Se no começo eram apenas cinco crianças contempladas, em 2019, último ano antes da pandemia, o número havia chegado a 400. Como forma de facilitar a organização e incentivar a imunização dos pequenos, o único requisito para participar do evento até a sua última edição foi a apresentação do cartão de multivacinação atualizado.

“O bacana é ver que muitas daquelas crianças que participaram das primeiras edições hoje são mães e traziam seus filhos antes da pandemia”, observa Lucinda. Ela também ressalta que além de proporcionar alegria para os pequenos, a festa era um momento de reforçar ainda mais os laços familiares. “No dia de separar esses presentes, a gente fazia um mutirão, reunindo todo mundo da família: os 10 irmãos, os 18 netos e os 6 bisnetos”, lembra.

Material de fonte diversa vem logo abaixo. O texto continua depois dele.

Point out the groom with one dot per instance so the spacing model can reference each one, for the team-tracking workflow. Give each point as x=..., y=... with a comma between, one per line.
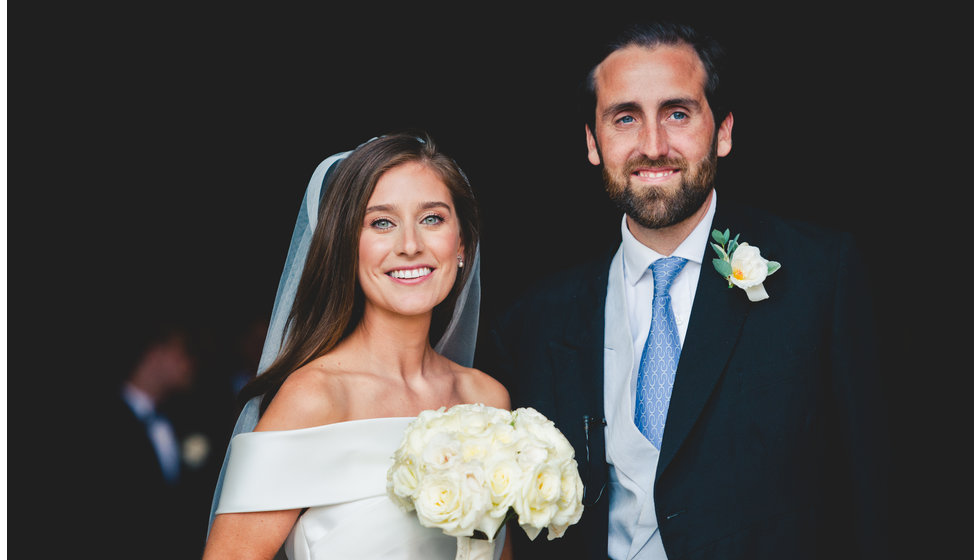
x=706, y=423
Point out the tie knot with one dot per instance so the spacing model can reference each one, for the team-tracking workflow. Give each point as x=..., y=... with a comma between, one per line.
x=664, y=272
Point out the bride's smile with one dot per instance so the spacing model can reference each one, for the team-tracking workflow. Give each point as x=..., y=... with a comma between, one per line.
x=410, y=242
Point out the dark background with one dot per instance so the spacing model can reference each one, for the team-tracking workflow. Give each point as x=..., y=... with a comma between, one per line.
x=159, y=152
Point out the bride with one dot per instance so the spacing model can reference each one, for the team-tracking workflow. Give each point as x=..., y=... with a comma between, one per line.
x=391, y=266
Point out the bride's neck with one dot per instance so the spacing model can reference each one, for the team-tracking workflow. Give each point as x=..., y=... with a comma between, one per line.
x=395, y=344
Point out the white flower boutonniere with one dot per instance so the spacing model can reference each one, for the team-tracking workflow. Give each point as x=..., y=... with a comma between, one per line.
x=742, y=265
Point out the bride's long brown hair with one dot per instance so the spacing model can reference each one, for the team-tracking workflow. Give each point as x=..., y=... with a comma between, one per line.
x=329, y=302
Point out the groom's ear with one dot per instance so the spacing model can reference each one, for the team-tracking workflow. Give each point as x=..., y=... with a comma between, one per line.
x=590, y=143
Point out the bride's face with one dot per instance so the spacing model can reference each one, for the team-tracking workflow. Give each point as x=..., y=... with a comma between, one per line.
x=410, y=240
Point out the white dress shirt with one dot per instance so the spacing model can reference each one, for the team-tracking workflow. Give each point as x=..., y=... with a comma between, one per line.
x=633, y=528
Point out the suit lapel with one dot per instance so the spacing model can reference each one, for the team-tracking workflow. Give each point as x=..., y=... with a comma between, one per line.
x=716, y=323
x=578, y=354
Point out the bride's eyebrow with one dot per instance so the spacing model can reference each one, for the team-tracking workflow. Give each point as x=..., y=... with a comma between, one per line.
x=434, y=204
x=422, y=206
x=380, y=208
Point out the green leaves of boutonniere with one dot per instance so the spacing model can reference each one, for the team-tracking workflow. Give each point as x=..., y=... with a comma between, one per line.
x=741, y=264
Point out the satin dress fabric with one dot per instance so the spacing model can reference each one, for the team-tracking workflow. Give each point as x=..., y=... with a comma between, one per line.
x=339, y=472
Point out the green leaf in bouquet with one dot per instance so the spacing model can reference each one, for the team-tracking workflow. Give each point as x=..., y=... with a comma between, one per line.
x=723, y=267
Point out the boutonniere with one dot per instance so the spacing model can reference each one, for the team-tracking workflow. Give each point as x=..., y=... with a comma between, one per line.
x=742, y=265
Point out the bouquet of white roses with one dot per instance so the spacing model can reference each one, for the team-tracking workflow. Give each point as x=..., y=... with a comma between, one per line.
x=468, y=469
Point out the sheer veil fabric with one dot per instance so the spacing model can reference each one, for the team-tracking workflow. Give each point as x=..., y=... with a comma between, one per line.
x=458, y=343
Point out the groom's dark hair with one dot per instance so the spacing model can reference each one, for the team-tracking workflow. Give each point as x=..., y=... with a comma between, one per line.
x=664, y=32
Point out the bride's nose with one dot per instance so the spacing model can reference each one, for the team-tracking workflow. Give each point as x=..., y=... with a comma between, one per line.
x=410, y=242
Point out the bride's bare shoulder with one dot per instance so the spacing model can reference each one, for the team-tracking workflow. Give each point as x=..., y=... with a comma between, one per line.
x=479, y=387
x=311, y=396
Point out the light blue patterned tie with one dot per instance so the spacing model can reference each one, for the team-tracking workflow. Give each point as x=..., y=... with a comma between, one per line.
x=659, y=361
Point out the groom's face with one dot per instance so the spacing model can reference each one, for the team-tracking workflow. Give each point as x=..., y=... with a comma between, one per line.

Vacinada com as três doses do imunizante contra a Covid-19, Dona Mundinha vê progresso no combate à pandemia e acredita que em 2022 a tradição será retomada. “Se Deus quiser, no próximo ano, nessa mesma época, vamos estar recebendo os visitantes e organizando a festinha das crianças, que é uma coisa que eu quero muito voltar a fazer”, afirmou.

Encanto aos olhos, música para os ouvidos

Aprimorada ao longo dos anos, a moderna lapinha de Dona Mundinha proporciona experiência visual e sonora inesquecíveis. Rica em detalhes, a representação conta com diversos itens e adereços cuidadosamente concebidos, como o castelo de Herodes, os três reis magos, a manjedoura, casa de farinha, oficina de ferreiros, além de miniaturas de animais e bonecos que se movimentam graças às invenções elétricas desenvolvidas pelo filho da aposentada.

Também chama a atenção uma chaminé com fumaça líquida, os detalhes na iluminação, com velas e fogueiras artificiais, e as abundantes fontes de água, construídas de forma artesanal. No ritual cristão que envolve o presépio, o acontecimento mais importante ocorre à meia-noite do dia 24, quando o menino Jesus será colocado na manjedoura.

Na casa de Dona Mundinha, assim como em diversas residências Brasil afora, a cada ano, o encerrar do ciclo natalino reforça a resistência de uma tradição trazida ao País em meados do século XIX pelos colonizadores portugueses, mas que ao longo dos anos ganhou um novo significado a partir da influência do autêntico folclore brasileiro e, especialmente, do artesanato nordestino, muito influenciado pela fé dos católicos, assim como a personagem dessa brilhante história.